I know it's not a media company but we're seeing it with Hasbro in relation with MTG. Recently, Hasbro decided that MTG needed to double its profits. What that translates to in the last 2 years: insane product output you can't keep up with, degenerate designs meant to sell more packs, going back on promises made to the players with stupid crossovers IPs like The Walking Dead in black border, poor cardboard quality, poor competitive scene, the list goes on. Corporate is out of whack almost everywhere.
 

Keasar

Banned
Oct 25, 2017
5,724
Umeå, Sweden
Probably could save a couple of thousand jobs if they cut down CEO wages and everyone else who usually are completely fucking useless cunts yet still get paid like 400x the average pay.
 

Soap

Member
Oct 27, 2017
15,170
It seems like it is all kicking off with this and the cbs cuts elsewhere.
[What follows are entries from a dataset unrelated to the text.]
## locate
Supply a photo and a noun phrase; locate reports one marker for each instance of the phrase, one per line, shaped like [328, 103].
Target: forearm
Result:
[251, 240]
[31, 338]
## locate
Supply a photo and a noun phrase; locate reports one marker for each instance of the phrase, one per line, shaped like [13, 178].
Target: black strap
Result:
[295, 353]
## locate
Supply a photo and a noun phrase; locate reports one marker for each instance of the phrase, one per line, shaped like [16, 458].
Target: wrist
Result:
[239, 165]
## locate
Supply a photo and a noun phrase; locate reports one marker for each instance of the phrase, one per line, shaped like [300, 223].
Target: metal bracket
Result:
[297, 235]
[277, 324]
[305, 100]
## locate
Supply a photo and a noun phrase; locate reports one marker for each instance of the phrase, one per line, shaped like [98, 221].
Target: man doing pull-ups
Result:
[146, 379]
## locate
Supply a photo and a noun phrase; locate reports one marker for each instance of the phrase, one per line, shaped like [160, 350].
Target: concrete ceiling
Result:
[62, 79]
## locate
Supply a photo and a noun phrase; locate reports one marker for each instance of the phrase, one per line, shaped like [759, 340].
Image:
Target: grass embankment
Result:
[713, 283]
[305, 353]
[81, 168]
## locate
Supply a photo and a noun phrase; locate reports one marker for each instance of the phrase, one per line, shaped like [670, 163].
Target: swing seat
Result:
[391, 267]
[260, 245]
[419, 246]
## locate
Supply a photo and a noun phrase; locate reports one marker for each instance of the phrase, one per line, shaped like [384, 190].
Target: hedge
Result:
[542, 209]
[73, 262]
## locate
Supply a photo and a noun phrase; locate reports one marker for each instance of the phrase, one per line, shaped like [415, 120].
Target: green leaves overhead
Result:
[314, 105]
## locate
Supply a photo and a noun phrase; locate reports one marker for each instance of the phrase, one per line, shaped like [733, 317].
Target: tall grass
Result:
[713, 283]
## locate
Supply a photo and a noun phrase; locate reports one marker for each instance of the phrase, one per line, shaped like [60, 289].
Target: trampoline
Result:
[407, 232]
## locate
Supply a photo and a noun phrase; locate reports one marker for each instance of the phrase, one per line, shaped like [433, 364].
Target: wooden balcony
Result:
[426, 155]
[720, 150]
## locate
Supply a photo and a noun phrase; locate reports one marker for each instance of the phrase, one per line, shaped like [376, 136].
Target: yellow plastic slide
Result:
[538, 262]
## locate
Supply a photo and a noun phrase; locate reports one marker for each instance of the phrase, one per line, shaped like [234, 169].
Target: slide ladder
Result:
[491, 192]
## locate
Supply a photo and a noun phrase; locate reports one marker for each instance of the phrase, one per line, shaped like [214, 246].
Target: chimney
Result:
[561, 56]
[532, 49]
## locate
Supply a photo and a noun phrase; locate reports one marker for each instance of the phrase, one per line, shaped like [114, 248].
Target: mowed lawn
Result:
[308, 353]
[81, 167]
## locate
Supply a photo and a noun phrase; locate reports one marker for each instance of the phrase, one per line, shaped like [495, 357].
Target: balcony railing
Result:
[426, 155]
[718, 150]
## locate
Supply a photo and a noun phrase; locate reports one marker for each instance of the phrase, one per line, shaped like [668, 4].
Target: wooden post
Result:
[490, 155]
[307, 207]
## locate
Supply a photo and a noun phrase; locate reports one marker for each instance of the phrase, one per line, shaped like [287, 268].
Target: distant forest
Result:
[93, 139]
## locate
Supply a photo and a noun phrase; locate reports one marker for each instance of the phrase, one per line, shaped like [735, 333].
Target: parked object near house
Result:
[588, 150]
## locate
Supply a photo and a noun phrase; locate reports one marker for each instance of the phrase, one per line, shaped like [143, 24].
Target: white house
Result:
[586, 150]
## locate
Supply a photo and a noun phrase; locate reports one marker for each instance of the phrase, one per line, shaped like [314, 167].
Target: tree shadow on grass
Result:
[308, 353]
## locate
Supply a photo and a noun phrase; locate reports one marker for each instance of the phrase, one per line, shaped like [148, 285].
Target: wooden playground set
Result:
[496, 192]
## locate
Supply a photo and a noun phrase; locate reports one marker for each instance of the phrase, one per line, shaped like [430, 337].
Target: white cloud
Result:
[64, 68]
It's a bad time to be in the entertainment industry.
 

PlanetSmasher

The Abominable Showman
Member
Oct 25, 2017
115,533
Probably could save a couple of thousand jobs if they cut down CEO wages and everyone else who usually are completely fucking useless cunts yet still get paid like 400x the average pay.

Honestly we need to start putting salary caps on executives who do nothing but sit in meetings and golf all day. Every "chief X officer" in the damn country.
 

bigsnack

Member
May 9, 2018
213
Los Angeles
They are also in the process of killing DirecTV, rather effectively too.

They seemingly abandoned the platform as soon as they acquired it. It sounds like the AT&T CEO is actively auctioning the DTV business, so I believe there is still some optimism that the brand can be saved with someone else at the helm. Obviously "saved" is relative. Not necessarily massive growth, but a dramatic slowdown of the attrition there. I'm hopeful, the skeleton of the company is still very good, with many very smart and dedicated folks still there!